Published online May 7, 2015. doi: 10.3748/wjg.v21.i17.5303
Peer-review started: October 28, 2014
First decision: November 14, 2014
Revised: December 5, 2014
Accepted: February 11, 2015
Article in press: February 11, 2015
Published online: May 7, 2015
AIM: To investigate the prognostic value of preoperative platelet count (PLT) in patients with primary gallbladder cancer (GBC).
METHODS: The clinical data of 223 GBC patients after surgery was retrospectively reviewed. A receiver operating characteristic (ROC) curve was plotted to verify the optimum cutoff point for PLT. Univariate and multivariate survival analyses were performed to identify the factors associated with the prognosis.

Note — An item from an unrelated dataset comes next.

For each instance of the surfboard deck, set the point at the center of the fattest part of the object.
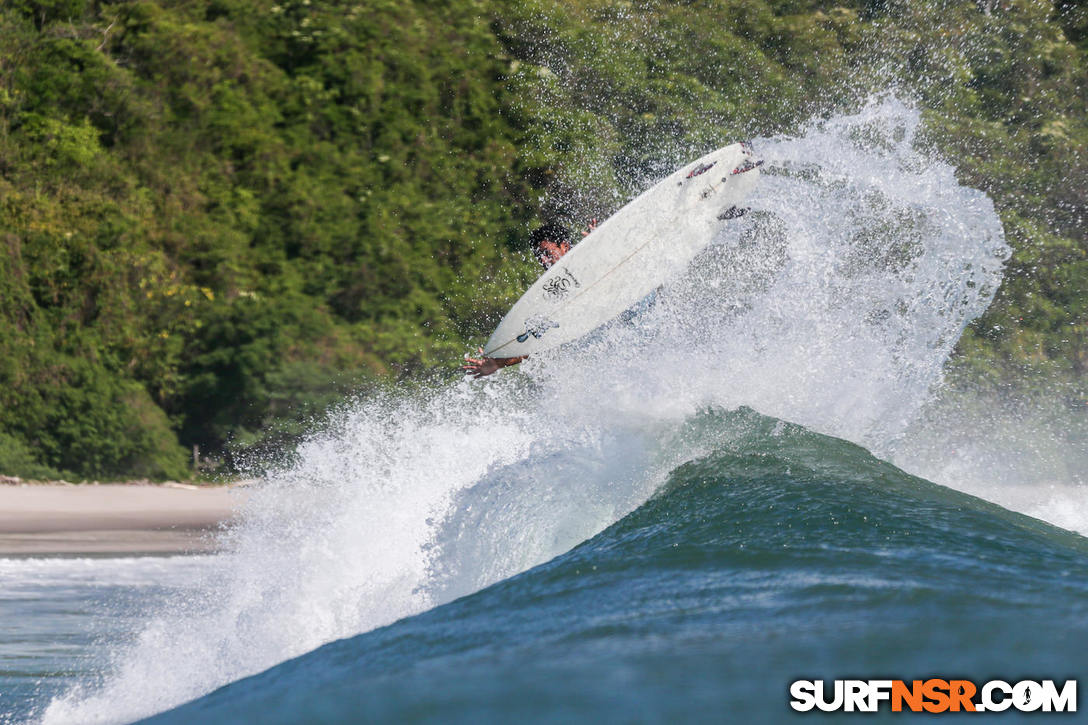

RESULTS: The ROC curve showed that the optimum cutoff point for PLT was 178 × 109/L, and the entire cohort was stratified into group A with PLT > 178 × 109/L and group B with PLT ≤ 178 × 109/L. Group A had a better survival than group B (P < 0.001). There was an obvious difference between the two groups in terms of the differentiation degree, advanced tumor stage, lymph node metastasis (P < 0.001) and pathological type (P < 0.05). The univariate analysis demonstrated that tumor location, differentiation degree, TNM stage, Nevin stage, lymph node metastasis and PLT were associated with overall survival (P < 0.001). In the multivariate analysis, PLT (P = 0.032), lymph node metastasis (P = 0.007), tumor location (P < 0.001) and TNM stage (P = 0.005) were independent prognostic factors.
CONCLUSION: PLT is closely correlated with GBC prognosis and could be used to identify the population with a poorer prognosis after surgery.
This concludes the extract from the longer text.